Hulishan Fortress is located on the south side of Xiamen Island on the top of Huli Hill. It overlooks the sea and was built in 1894 to protect the island from invasion as part of the Westernization Movement.
Hulishan is famous for its cannons. Over 50 cannons were purchased from Germany for the fort during the Ming and Qing dynasties during the years 1644 to 1911.
The Krupp Cannon is the most famous and well preserved. According to the Guiness Book of World Records, the Krupp Cannon is the oldest and largest coastal artillery of the 19th century, with a range of 10 miles (16km), and the ability to launch 1-2 bullets every minute.
This is looking in to the Krupp cannon from the back side.

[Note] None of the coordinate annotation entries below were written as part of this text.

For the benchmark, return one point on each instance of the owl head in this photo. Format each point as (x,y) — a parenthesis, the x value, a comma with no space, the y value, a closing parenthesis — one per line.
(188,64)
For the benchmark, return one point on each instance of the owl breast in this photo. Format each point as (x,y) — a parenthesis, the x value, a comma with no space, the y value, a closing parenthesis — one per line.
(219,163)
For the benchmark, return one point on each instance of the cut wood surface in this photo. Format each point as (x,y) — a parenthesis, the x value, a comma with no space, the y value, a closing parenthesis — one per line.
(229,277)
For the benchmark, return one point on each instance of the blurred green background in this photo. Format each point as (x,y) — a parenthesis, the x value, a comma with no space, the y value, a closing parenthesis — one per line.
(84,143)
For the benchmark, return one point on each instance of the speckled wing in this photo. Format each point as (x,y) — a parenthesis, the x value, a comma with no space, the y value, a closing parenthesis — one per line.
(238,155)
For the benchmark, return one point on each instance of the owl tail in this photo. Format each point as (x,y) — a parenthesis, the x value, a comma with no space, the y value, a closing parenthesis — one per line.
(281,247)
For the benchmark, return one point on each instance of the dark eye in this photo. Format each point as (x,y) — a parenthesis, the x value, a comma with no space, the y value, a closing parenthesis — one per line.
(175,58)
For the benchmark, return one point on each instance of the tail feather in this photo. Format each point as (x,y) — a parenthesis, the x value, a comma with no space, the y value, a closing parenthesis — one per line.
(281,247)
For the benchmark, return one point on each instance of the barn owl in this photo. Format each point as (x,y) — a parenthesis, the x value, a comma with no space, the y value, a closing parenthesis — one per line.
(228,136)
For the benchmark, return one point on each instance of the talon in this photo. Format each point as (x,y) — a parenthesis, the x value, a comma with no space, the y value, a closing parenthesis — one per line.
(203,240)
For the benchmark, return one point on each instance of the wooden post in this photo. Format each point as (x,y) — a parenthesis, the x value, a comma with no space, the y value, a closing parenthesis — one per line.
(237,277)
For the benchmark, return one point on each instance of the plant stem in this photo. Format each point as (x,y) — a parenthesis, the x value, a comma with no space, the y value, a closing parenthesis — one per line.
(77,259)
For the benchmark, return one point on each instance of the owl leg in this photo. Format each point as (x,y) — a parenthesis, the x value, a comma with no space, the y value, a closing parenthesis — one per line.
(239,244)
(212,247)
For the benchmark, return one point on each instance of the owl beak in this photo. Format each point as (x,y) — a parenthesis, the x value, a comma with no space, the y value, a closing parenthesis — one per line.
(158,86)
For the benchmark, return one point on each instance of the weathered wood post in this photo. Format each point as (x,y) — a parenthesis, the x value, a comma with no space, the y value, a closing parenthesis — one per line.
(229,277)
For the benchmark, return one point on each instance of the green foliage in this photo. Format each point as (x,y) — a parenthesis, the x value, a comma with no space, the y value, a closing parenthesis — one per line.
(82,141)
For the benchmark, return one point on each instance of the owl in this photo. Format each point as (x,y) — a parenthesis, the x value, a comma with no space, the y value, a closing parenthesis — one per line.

The fort was built with granite rocks, and the base of the fortress is made of a mixture of tree sap, liquid brown sugar, glutinous rice, sand and clay. It’s amazing that those ingredients have held up so well over all this time and against the elements.
Hulishan fortress consists of barracks, secret tunnels, a commanding tower, an ammunition depot, trenches, a sentry platform, jail cells and several other structures.
The shells used in some of the cannons were enormous, and are on display along the sides of the barracks corridors. The two main artilleries being 87 tons in weight and 280mm caliber.
Inside each shell, is a large amount of gun powder, causing them to explode on impact – which was really effective in obstructing enemy warships as they cooperated with the Yuzaiwei Fort across the sea.
Large statues are scattered throughout the 70 000 square meter grounds, depicting the efforts of those building the fort.
As we neared the end of exploring, storm clouds gathered and a beautiful glow settled over the area just before drenching showers began to fall.